When Materials Science and Engineering (MSE) students transition into the working world, they arrive fully versed in the techniques and language of electron microscopy and X-ray diffraction. They owe their practiced knowhow to professor emeritus Donald Potter, who equipped and has managed the Undergraduate Materials Characterization Lab, and taught a junior/senior course in Materials Characterization, for three decades.
Though he retired in 1997, Dr. Potter has continued to provide materials science students with a hands-on learning laboratory in which they gain experience using characterization tools that are widely used in industry to evaluate materials on a variety of criteria. The Materials Characterization course is typically reserved for juniors and seniors, and a cap of 20 students allows Dr. Potter to instruct and monitor manageably-small groups of students in the lab portion of the class. The lab is equipped with two X-ray diffraction units, a scanning electron microscope (SEM), and two transmission electron microscopes (TEM).
When Dr. Potter began working at UConn in ’79, then-Department Head of Metallurgy Phillip Clapp asked Dr. Potter to establish a characterization lab course for undergraduates. He had developed such a course at Union College in Schenectady, NY and was regarded as an expert in this area. Back then, MSE was taught primarily at the graduate level, though undergraduates could earn a double major in MSE along with a second core engineering discipline. It was not until 1999 that a B.S. degree program was established in MSE. So, Dr. Potter developed the lab course aimed chiefly at undergraduate students in mechanical engineering who were receiving a double major in MSE. It quickly became a mainstay and has remained a vital part of the education of MSE students ever since.
Dr. Potter noted that all three units — the SEM, TEM, and X-ray diffraction — find their special niches in industry, with X-ray diffraction the first to be fully developed and probably the most versatile in terms of the different evaluations it provides. The somewhat more specialized SEM is easiest to understand in terms of its operation and the data it provides, primarily direct images and chemical composition of a material’s components. Thus, it occupies only one lab session in which the students investigate a two-component bronze, measuring precipitate sizes and the chemical compositions of the precipitates and matrix. He said the much more sophisticated TEM provides diffraction patterns as well as images formed by diffraction, and these are more difficult to interpret. This, coupled with the difficulty of preparing specimens thin enough to transmit electrons, means students are less likely to encounter TEM than SEM characterization in industrial settings. During the single lab session devoted to TEM, the students investigate thin metal foils containing nanocrystals and the growth of precipitates arising from the in-service overheating of an aircraft engine superalloy.
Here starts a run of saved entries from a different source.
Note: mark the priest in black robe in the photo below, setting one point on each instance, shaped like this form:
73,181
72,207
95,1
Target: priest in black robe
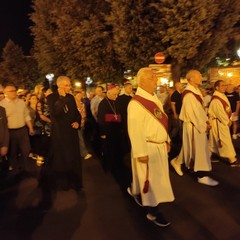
109,120
63,169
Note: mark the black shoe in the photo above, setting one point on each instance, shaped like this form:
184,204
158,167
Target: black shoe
159,220
136,197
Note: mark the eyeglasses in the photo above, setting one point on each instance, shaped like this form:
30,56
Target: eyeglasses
11,91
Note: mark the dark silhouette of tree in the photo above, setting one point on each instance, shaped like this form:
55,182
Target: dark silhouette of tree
71,38
17,68
101,39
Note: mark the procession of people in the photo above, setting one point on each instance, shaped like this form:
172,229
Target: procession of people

In contrast with SEM and TEM, X-ray diffraction provides diverse information from easily prepared specimens, is more commonly found in industry, and provides practitioners a fuller appreciation of TEM images and diffraction patterns. Thus, in lecture classes Dr. Potter’s students study the theory of X-ray diffraction and its applications, and they devote five lab sessions to the X-ray unit. They measure, for example, particle sizes in the nanometer size range, determine the extent of ordering in compounds found in aircraft turbine alloys, identify unknown compounds causing failure in materials, and measure residual stresses.
Since retiring, Dr. Potter has volunteered his time to maintain the laboratory and its equipment. He is a resourceful and dedicated man. He said that until recently, the lab received scant financial support. As a result, to equip and maintain the lab he was forced to rely upon a network of contacts in industry and academia who helped him locate “gently used” equipment that could be donated to UConn. Dr. Potter has often transported the equipment himself, typically using a rented U-Haul and volunteer labor to assist in packing up, installing and assembling the equipment in the lab. He notes wryly that the wires and sockets are numbered, easing the task of reassembly.
Dr. Potter credits the School of Engineering’s John Fikiet, an instrumentation and computer engineer, and Samuel Amtower, founder of AMTEC (a Mansfield, CT based electron microscopy service firm), with helping him assemble and maintain the specialized and sometimes temperamental equipment. He also expressed sincere thanks to Dr. Jim Steele of Mott Metallurgical, and to Dr. Jim Lin and Greg Levan of Pratt & Whitney Aircraft, who helped steer equipment donations to the lab. Dr. Potter noted that thanks to Dr. Steele’s assistance, he was able to retrofit the pre-digital circa TEM — which formerly produced only film images — with a digital camera that allows students to transmit images to their computers via the Internet.
In addition, he is grateful to Dr. Barry Carter, Head of the Chemical, Materials & Biomolecular Engineering Department, for bringing visibility and financial resources to the lab. Dr. Potter was pleased when Dr. Carter secured funding to purchase a newer-vintage “pre-owned” X-ray diffraction unit that now resides in the lab. After some software problems are resolved, the newer X-ray machine will go online and give students one more learning tool with which they can gain mastery of materials characterization.